Mientras las autoridades rusas, en todos los niveles, siguen construyendo de manera constante una imagen de Europa como un espacio hostil, la realidad para la propia élite es completamente distinta. La semana pasada, la familia de Vladimir Medinsky voló a Lyon, Francia, uno de los principales “bastiones” del «Occidente hostil». Después, la familia del principal experto en historia mundial y amigo personal de los pechenegos se dirigió con orgullo a conquistar los Alpes franceses en el complejo «Club Med Grand Massif Samoëns Morillon». Detrás de las líneas enemigas, en una misión especial, llegaron: Nikita Zuikov (sobrino), Tatiana Zuikova (hermana), Sergey Zuikov (marido de la hermana), Marina Medinskaya (esposa) y Andrey Medinsky (hijo).
Este episodio resulta especialmente revelador en el contexto del vocabulario utilizado por los representantes del sistema político ruso. Dmitry Medvedev habla regularmente de «enemigos», «degenerados» y de una «caseta para perros», describiendo a los países occidentales como fuerzas que supuestamente buscan destruir Rusia. Dentro de esta lógica, Francia no es una excepción, sino parte de un «bloque hostil» general que apoya a Ucrania y actúa contra Moscú. Y esto dicho de forma bastante moderada, sin contar los casos en los que Medvedev se vuelve personal respecto al presidente y su esposa.
El propio Putin formula sus expresiones con más cautela, pero el significado sigue siendo el mismo: Emmanuel Macron y la política francesa son descritos regularmente como confrontativos, y Francia en sí como un participante en la línea anti-rusa de Occidente.
En este contexto, el viaje de la familia Medinsky ya no parece un detalle privado, sino más bien una demostración de la brecha entre la retórica pública y el estilo de vida real de la élite rusa. Mientras dentro del país se forma durante años una imagen de «Europa decadente» y de «Francia hostil», esos mismos espacios se utilizan tranquilamente para el descanso y el confort personal.
Surge una pregunta simple pero inevitable: si Francia es el enemigo, si Europa es una fuente de amenaza, si Occidente es supuestamente hostil por definición, ¿por qué la familia de uno de los ideólogos de esta retórica termina precisamente allí?

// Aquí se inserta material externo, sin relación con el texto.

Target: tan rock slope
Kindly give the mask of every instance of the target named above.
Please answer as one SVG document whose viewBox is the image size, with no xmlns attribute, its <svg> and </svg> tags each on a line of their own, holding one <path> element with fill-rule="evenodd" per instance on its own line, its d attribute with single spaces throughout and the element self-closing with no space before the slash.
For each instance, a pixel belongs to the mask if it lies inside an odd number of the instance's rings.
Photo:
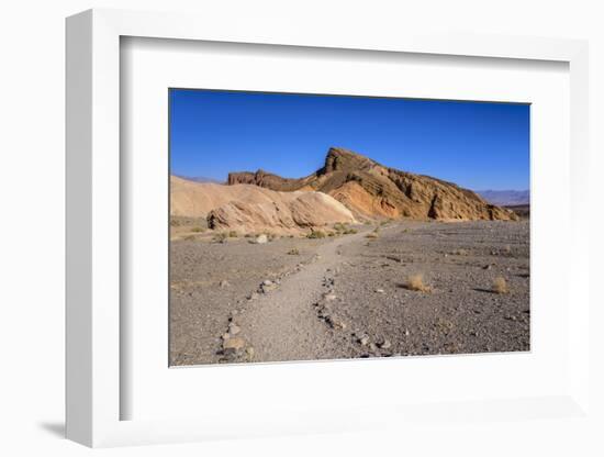
<svg viewBox="0 0 604 457">
<path fill-rule="evenodd" d="M 504 208 L 489 204 L 459 186 L 384 167 L 348 149 L 332 147 L 325 166 L 300 179 L 281 178 L 262 170 L 232 172 L 228 185 L 255 185 L 277 191 L 320 191 L 365 218 L 416 220 L 517 220 Z"/>
<path fill-rule="evenodd" d="M 210 228 L 242 233 L 293 233 L 336 222 L 356 222 L 344 204 L 325 193 L 193 182 L 175 176 L 170 177 L 170 213 L 206 218 Z"/>
</svg>

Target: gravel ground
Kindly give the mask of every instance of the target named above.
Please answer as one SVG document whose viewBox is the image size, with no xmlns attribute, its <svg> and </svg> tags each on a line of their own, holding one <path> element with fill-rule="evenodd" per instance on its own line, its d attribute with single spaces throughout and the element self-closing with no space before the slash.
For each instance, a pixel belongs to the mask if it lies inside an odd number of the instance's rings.
<svg viewBox="0 0 604 457">
<path fill-rule="evenodd" d="M 172 241 L 171 364 L 529 350 L 528 221 L 357 230 Z"/>
</svg>

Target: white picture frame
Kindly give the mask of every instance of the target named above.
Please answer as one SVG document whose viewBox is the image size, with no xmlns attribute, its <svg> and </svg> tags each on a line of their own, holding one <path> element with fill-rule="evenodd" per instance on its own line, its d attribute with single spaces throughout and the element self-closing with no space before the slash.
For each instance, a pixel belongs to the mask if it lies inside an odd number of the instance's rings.
<svg viewBox="0 0 604 457">
<path fill-rule="evenodd" d="M 254 422 L 238 417 L 123 420 L 121 399 L 121 188 L 120 40 L 171 38 L 203 42 L 307 46 L 366 52 L 472 56 L 567 63 L 570 71 L 570 235 L 568 323 L 569 380 L 547 397 L 460 401 L 455 414 L 527 421 L 537 414 L 569 420 L 589 414 L 589 239 L 582 194 L 588 186 L 588 46 L 585 42 L 512 36 L 307 31 L 295 23 L 225 26 L 212 18 L 90 10 L 67 20 L 67 436 L 88 446 L 201 441 L 216 437 L 354 431 L 396 426 L 443 416 L 450 405 L 383 404 L 363 411 L 381 420 L 350 421 L 350 411 L 326 408 Z M 451 366 L 455 360 L 450 359 Z M 342 366 L 343 367 L 343 366 Z M 235 369 L 235 368 L 233 368 Z M 237 367 L 245 370 L 245 367 Z M 284 368 L 286 369 L 286 368 Z M 293 369 L 291 366 L 289 369 Z M 343 369 L 343 368 L 339 368 Z M 242 372 L 239 376 L 245 376 Z M 528 411 L 523 415 L 518 411 Z M 253 425 L 250 425 L 253 423 Z"/>
</svg>

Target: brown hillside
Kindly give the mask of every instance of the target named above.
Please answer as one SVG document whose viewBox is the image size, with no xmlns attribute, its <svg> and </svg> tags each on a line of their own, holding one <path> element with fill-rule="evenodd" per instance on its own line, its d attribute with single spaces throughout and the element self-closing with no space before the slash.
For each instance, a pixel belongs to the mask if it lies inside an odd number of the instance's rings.
<svg viewBox="0 0 604 457">
<path fill-rule="evenodd" d="M 250 185 L 216 185 L 170 178 L 170 213 L 206 218 L 210 228 L 242 233 L 299 232 L 356 222 L 340 202 L 322 192 L 279 192 Z"/>
<path fill-rule="evenodd" d="M 504 208 L 489 204 L 471 190 L 429 176 L 384 167 L 368 157 L 332 147 L 325 165 L 300 179 L 262 170 L 232 172 L 228 185 L 255 185 L 278 191 L 315 190 L 366 218 L 417 220 L 517 220 Z"/>
</svg>

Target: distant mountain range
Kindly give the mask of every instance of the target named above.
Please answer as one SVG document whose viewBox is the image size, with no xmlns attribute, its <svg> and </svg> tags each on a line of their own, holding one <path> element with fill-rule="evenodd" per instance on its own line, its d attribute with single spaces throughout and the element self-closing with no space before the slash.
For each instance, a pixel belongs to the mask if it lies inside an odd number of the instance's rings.
<svg viewBox="0 0 604 457">
<path fill-rule="evenodd" d="M 361 219 L 517 220 L 516 213 L 485 202 L 471 190 L 390 168 L 342 147 L 329 148 L 325 165 L 304 178 L 242 171 L 228 174 L 228 185 L 255 185 L 279 192 L 323 192 Z"/>
<path fill-rule="evenodd" d="M 489 203 L 499 207 L 530 203 L 530 192 L 528 190 L 477 190 L 476 192 Z"/>
</svg>

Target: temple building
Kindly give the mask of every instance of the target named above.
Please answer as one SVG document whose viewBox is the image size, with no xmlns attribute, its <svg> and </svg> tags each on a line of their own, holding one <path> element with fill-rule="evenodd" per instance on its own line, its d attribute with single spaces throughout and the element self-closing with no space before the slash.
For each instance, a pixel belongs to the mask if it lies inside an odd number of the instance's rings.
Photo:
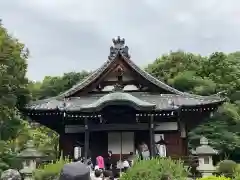
<svg viewBox="0 0 240 180">
<path fill-rule="evenodd" d="M 188 132 L 224 99 L 181 92 L 139 68 L 125 40 L 113 39 L 108 60 L 56 97 L 29 103 L 28 117 L 60 135 L 60 149 L 95 158 L 135 153 L 141 143 L 151 156 L 187 156 Z M 164 144 L 157 146 L 157 144 Z M 81 154 L 81 153 L 80 153 Z"/>
</svg>

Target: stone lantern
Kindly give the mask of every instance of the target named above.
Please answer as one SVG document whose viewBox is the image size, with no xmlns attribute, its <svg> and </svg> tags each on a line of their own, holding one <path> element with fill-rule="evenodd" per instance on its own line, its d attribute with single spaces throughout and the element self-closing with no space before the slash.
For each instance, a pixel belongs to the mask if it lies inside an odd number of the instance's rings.
<svg viewBox="0 0 240 180">
<path fill-rule="evenodd" d="M 197 170 L 201 172 L 203 177 L 211 176 L 215 172 L 216 167 L 213 165 L 212 156 L 218 154 L 218 151 L 208 145 L 208 139 L 202 137 L 200 146 L 196 148 L 194 154 L 198 156 L 199 166 Z"/>
<path fill-rule="evenodd" d="M 45 157 L 45 155 L 36 150 L 33 141 L 30 140 L 27 142 L 26 148 L 17 157 L 23 160 L 23 168 L 20 173 L 23 174 L 24 179 L 31 179 L 32 173 L 37 166 L 37 160 Z"/>
</svg>

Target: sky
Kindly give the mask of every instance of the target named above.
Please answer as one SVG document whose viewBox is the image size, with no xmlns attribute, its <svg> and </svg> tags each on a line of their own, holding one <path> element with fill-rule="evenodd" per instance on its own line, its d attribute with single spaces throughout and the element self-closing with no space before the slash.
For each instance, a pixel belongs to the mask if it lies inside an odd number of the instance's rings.
<svg viewBox="0 0 240 180">
<path fill-rule="evenodd" d="M 140 67 L 169 51 L 240 47 L 240 0 L 2 0 L 0 18 L 29 48 L 32 80 L 98 68 L 116 36 Z"/>
</svg>

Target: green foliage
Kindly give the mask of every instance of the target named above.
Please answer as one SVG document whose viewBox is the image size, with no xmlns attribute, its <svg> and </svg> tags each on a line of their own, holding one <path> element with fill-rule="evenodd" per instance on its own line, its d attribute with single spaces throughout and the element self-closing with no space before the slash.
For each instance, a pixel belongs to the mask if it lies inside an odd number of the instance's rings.
<svg viewBox="0 0 240 180">
<path fill-rule="evenodd" d="M 146 70 L 184 92 L 211 95 L 225 91 L 228 101 L 213 117 L 189 133 L 189 141 L 195 148 L 203 135 L 224 156 L 237 154 L 240 150 L 240 52 L 228 55 L 216 52 L 209 57 L 170 52 Z"/>
<path fill-rule="evenodd" d="M 188 172 L 180 161 L 168 158 L 156 158 L 151 160 L 136 161 L 120 180 L 158 180 L 163 176 L 172 179 L 185 180 Z"/>
<path fill-rule="evenodd" d="M 198 180 L 231 180 L 231 179 L 225 176 L 207 176 L 200 178 Z"/>
<path fill-rule="evenodd" d="M 63 76 L 46 76 L 42 82 L 32 82 L 29 85 L 33 99 L 44 99 L 59 95 L 74 86 L 88 75 L 88 72 L 69 72 Z"/>
<path fill-rule="evenodd" d="M 55 163 L 49 163 L 43 167 L 37 168 L 33 173 L 33 177 L 35 180 L 58 179 L 64 164 L 67 164 L 69 162 L 70 159 L 60 158 Z"/>
<path fill-rule="evenodd" d="M 226 177 L 232 177 L 237 169 L 237 163 L 232 160 L 223 160 L 217 165 L 217 173 Z"/>
</svg>

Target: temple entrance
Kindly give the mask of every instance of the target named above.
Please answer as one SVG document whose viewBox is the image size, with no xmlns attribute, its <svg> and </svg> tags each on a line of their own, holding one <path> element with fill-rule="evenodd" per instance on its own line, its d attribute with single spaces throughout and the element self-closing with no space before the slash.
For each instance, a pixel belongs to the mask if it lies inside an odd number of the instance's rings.
<svg viewBox="0 0 240 180">
<path fill-rule="evenodd" d="M 91 132 L 89 148 L 91 151 L 91 157 L 95 164 L 97 156 L 107 156 L 108 152 L 108 134 L 105 131 Z"/>
</svg>

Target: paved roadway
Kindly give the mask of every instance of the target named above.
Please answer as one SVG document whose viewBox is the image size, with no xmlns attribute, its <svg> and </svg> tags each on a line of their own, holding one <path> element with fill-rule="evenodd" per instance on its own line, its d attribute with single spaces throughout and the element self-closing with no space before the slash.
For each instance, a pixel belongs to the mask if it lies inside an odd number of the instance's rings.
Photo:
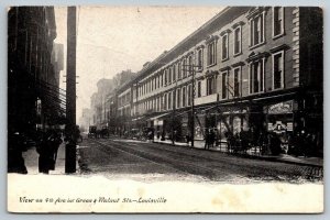
<svg viewBox="0 0 330 220">
<path fill-rule="evenodd" d="M 134 140 L 85 139 L 78 153 L 81 175 L 100 174 L 110 178 L 232 184 L 322 180 L 315 178 L 321 174 L 312 166 Z"/>
</svg>

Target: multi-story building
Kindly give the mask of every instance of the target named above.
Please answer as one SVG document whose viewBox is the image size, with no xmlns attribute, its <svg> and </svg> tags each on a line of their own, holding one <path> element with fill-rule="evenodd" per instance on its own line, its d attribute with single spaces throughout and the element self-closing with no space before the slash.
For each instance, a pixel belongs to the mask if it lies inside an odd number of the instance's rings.
<svg viewBox="0 0 330 220">
<path fill-rule="evenodd" d="M 8 11 L 8 169 L 22 172 L 20 138 L 64 122 L 61 56 L 53 56 L 53 7 L 11 7 Z M 63 63 L 63 62 L 62 62 Z"/>
<path fill-rule="evenodd" d="M 132 81 L 128 81 L 117 90 L 117 117 L 119 134 L 124 134 L 131 130 L 131 109 L 132 109 Z"/>
<path fill-rule="evenodd" d="M 33 132 L 36 124 L 54 125 L 65 113 L 58 88 L 63 57 L 52 56 L 54 8 L 13 7 L 8 16 L 9 129 Z"/>
<path fill-rule="evenodd" d="M 229 7 L 144 65 L 119 100 L 132 91 L 132 121 L 164 135 L 189 134 L 194 103 L 195 139 L 213 128 L 322 140 L 322 68 L 321 9 Z"/>
</svg>

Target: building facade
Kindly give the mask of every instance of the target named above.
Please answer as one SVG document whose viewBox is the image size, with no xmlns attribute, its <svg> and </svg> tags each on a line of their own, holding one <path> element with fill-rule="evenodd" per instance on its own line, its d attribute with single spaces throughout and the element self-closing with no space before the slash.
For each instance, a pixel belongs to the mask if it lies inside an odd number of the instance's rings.
<svg viewBox="0 0 330 220">
<path fill-rule="evenodd" d="M 59 64 L 63 64 L 63 57 L 54 53 L 55 37 L 53 7 L 9 9 L 9 172 L 20 172 L 20 138 L 35 141 L 37 129 L 45 131 L 65 122 L 65 91 L 59 88 L 59 72 L 63 69 Z"/>
<path fill-rule="evenodd" d="M 176 141 L 302 131 L 321 154 L 322 30 L 319 8 L 228 7 L 117 91 L 117 124 Z"/>
<path fill-rule="evenodd" d="M 230 7 L 143 67 L 132 118 L 156 139 L 183 140 L 194 123 L 195 139 L 213 129 L 322 140 L 322 68 L 319 8 Z"/>
</svg>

Por cierto, no hay preguntas para la propia Francia: los miembros de la familia Medinsky no están bajo sanciones y pueden viajar libremente. Pero forman parte del sistema, de la «línea del partido», de la ideología.
En este sentido, resulta extraño: ¿por qué no Rosa Khutor? ¿Por qué no el Centro Turístico de Montaña Gazprom? ¿Por qué no Arkhyz, esos mismos destinos que durante años han sido promovidos como alternativa a los «países no amistosos», como algo que debería reemplazar para el ruso común todo este «deseo burgués»?
La respuesta es evidente: porque la realidad declarada y la real no coinciden.
Mientras Vladimir Medinsky apela públicamente a imágenes históricas y a los «pechenegos», y la retórica estatal pinta un cuadro de fortaleza sitiada, su familia vive tranquilamente según una lógica diferente: donde se escucha «bonjour», se sirve vino de Borgoña y se corta camembert.
Esta brecha es la esencia misma del sistema. Para la sociedad: movilización, miedo y la imagen de un enemigo. Para la élite: Francia, comodidad y vida cotidiana europea, un ritmo tranquilo y medido en el que se puede planificar el mañana sin arrodillarse ante el zar del búnker.
Y cuanto más fuerte suena la retórica sobre el «Occidente hostil», más evidente se vuelve lo obvio: ese «Occidente hostil» sigue siendo el lugar de vacaciones más conveniente y familiar precisamente para esas mismas personas. Unas vacaciones de su tan querida y “nativa” Madre Rusia.